The Office of the Federal Public Defender, which represents Henness and other inmates on Ohio’s death row, hasn’t decided whether to ask for the case to be re-heard by the entire 6th Circuit or whether to appeal to the U.S. Supreme Court, said David Stebbins, a lawyer in the office. However, he did take issue with Wednesday’s ruling.

“After an extensive evidentiary hearing on the complex medical and scientific issues with Ohio’s three-drug lethal-injection protocol with the risky sedative midazolam, the district court issued a nearly 150-page decision finding the protocol causes pain and suffering beyond what the U.S. Constitution permits,” Stebbins said in an email.

“Today’s brief opinion concludes that the district court was incorrect, despite the court’s reliance on the extensive testimony of some of the nation’s leading experts that midazolam cannot prevent pain, and indeed causes severe pain comparable to ‘a torture tactic.’”

Robert Dunham, executive director of the Death Penalty Information Center, said Wednesday’s ruling gives Henness’ attorneys grounds for appeal. He said the court’s job is to determine whether the facts described by Merz were supported by the record. In this case, the record consists of testimony by what Merz regarded as leading experts in anesthesia and the physiology of pain. The appellate court’s second job, Dunham said, was to determine whether the district judge’s legal conclusions were sound.

But the 6th Circuit panel’s opinion mixes those jobs, saying that Henness didn’t show that he was likely to suffer severe pain, and that even if he did, it would still not violate the Eight Amendment, Dunham said.

“It looks like (the 6th Circuit) doesn’t want to admit the reality of what Ohio’s protocol does,” Dunham said.

He added, however, that given the Supreme Court’s conservative majority, Henness’ chances of prevailing there might be slim.

Meanwhile, an anti-death-penalty group said the decision illustrates the absurdity of the entire process.
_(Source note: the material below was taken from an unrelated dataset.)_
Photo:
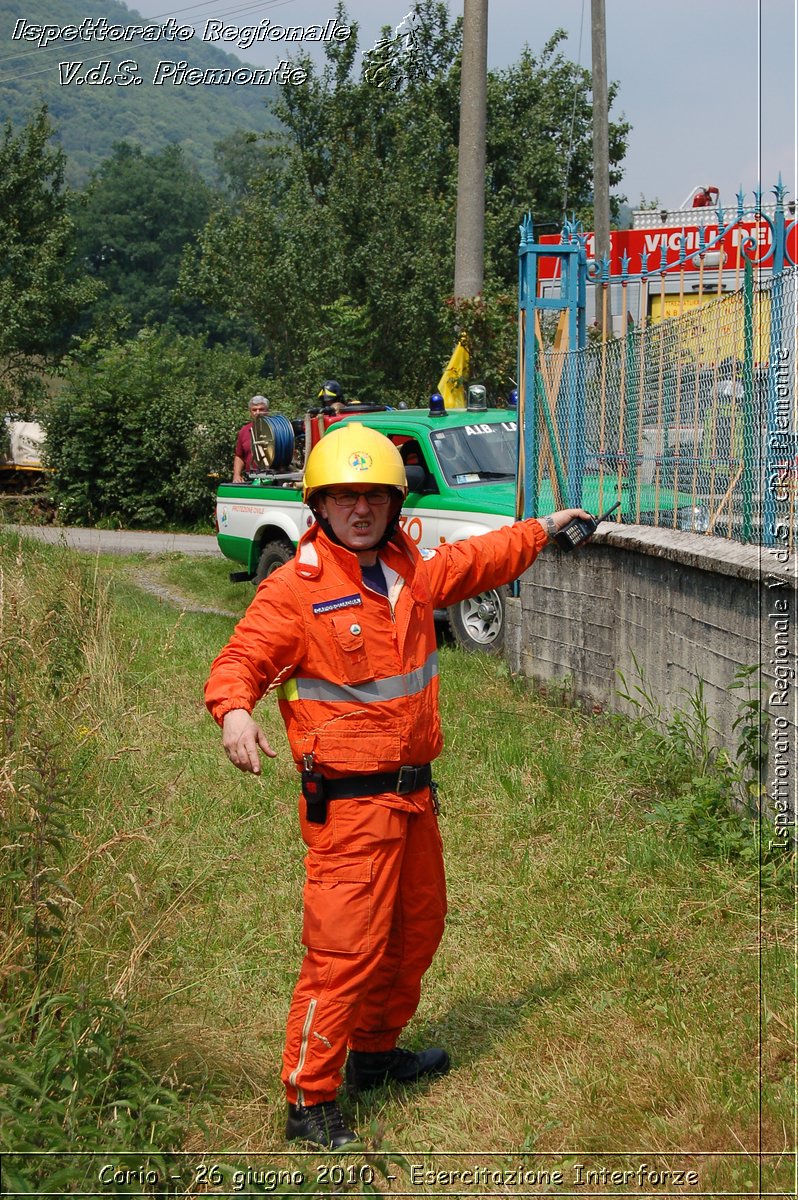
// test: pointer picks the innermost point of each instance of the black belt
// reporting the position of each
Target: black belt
(407, 779)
“Rather than debating how much pain we are willing to allow people being executed to endure, we should be debating whether the death penalty truly serves the justice system and people of our state,” Hannah Kubbins, program director of Ohioans to Stop Executions, said in an email. “Governor DeWine said he wouldn’t use the midazolam execution method, and the 6th Circuit’s opinion shouldn’t change that. The facts and science about the protocol have not changed.”